Per lo più hanno la forma oblunga, la buccia verde giallastra, reticolata, che si spacca facilmente quando il frutto è giunto a perfetta maturazione, distinta in cinque segmenti, ognuno dei quali contiene varii grossi semi avviluppati in una polpa bianca coperta da pellicole.
Quei semi sono mangiabili, però gli europei che li assaggiano per la prima volta, provano una ripugnanza invincibile, esalando essi un insopportabile odore d’aglio e di formaggio putrido. Quale profumo e quale gusto si provano invece, quando si riesce a vincere quella ripugnanza! Il migliore gelato perde nel confronto.

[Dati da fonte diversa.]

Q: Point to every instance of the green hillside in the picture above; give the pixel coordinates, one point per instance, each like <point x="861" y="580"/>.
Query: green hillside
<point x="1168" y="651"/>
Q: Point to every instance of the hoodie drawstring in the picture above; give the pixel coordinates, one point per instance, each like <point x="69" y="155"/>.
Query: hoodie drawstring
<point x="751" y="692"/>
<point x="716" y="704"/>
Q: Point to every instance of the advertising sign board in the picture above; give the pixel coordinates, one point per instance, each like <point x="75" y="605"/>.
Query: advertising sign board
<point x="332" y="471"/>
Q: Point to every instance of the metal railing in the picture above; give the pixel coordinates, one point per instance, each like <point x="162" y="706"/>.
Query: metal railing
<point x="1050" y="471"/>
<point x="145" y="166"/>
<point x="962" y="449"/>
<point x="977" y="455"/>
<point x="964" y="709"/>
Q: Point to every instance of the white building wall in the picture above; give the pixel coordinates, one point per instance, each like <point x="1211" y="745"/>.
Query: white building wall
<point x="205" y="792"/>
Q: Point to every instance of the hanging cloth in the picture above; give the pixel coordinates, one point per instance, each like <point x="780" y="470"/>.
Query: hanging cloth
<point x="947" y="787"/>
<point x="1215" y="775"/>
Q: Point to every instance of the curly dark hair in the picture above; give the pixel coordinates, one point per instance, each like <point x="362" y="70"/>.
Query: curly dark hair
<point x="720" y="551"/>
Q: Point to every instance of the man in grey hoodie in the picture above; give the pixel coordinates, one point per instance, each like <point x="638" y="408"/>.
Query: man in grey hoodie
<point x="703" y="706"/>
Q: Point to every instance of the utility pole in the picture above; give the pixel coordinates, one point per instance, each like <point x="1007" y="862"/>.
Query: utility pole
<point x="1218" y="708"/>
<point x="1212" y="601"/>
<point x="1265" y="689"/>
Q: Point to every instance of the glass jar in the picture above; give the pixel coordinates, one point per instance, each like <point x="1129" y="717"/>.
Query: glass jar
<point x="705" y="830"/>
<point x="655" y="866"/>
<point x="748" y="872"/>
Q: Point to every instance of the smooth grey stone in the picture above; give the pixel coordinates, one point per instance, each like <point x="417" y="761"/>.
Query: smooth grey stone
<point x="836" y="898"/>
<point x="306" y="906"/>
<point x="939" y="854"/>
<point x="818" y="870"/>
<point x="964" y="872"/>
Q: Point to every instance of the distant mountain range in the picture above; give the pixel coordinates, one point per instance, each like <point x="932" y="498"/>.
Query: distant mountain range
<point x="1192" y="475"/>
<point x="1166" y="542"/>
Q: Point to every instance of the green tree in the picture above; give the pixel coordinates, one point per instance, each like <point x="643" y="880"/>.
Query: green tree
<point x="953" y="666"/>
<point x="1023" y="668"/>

Lo strano si è poi che i cani sono ghiottissimi di quelle frutta e che anche le belve non le disdegnano.
«Ero certo di non ingannarmi» disse Sandokan, dopo aver fatto il giro della pianta, allargando sempre più le ricerche. «I maias hanno il nido lassù».
«Un nido!…» esclamò Tremal-Naik.
«É ben alto però».
«Si può scorgere?» «Sì, se ti allontani. Si trova a non meno di venti metri dal suolo».
«Riusciremo a snidarli?» chiese Yanez.
«Non lascerò nelle loro mani la cassetta delle munizioni» rispose Sandokan.
In quel momento ricomparve Kammamuri.
«Hai ritrovata la tua carabina?» gli chiese Tremal-Naik.
«Eccola, padrone» rispose il maharatto, raccogliendola da terra.
«É in ottimo stato?» L’indiano stava per rispondere, quando Yanez fece un salto, gridando: «Gambe!… In guardia!… Se vi colpiscono non andrete lontani!»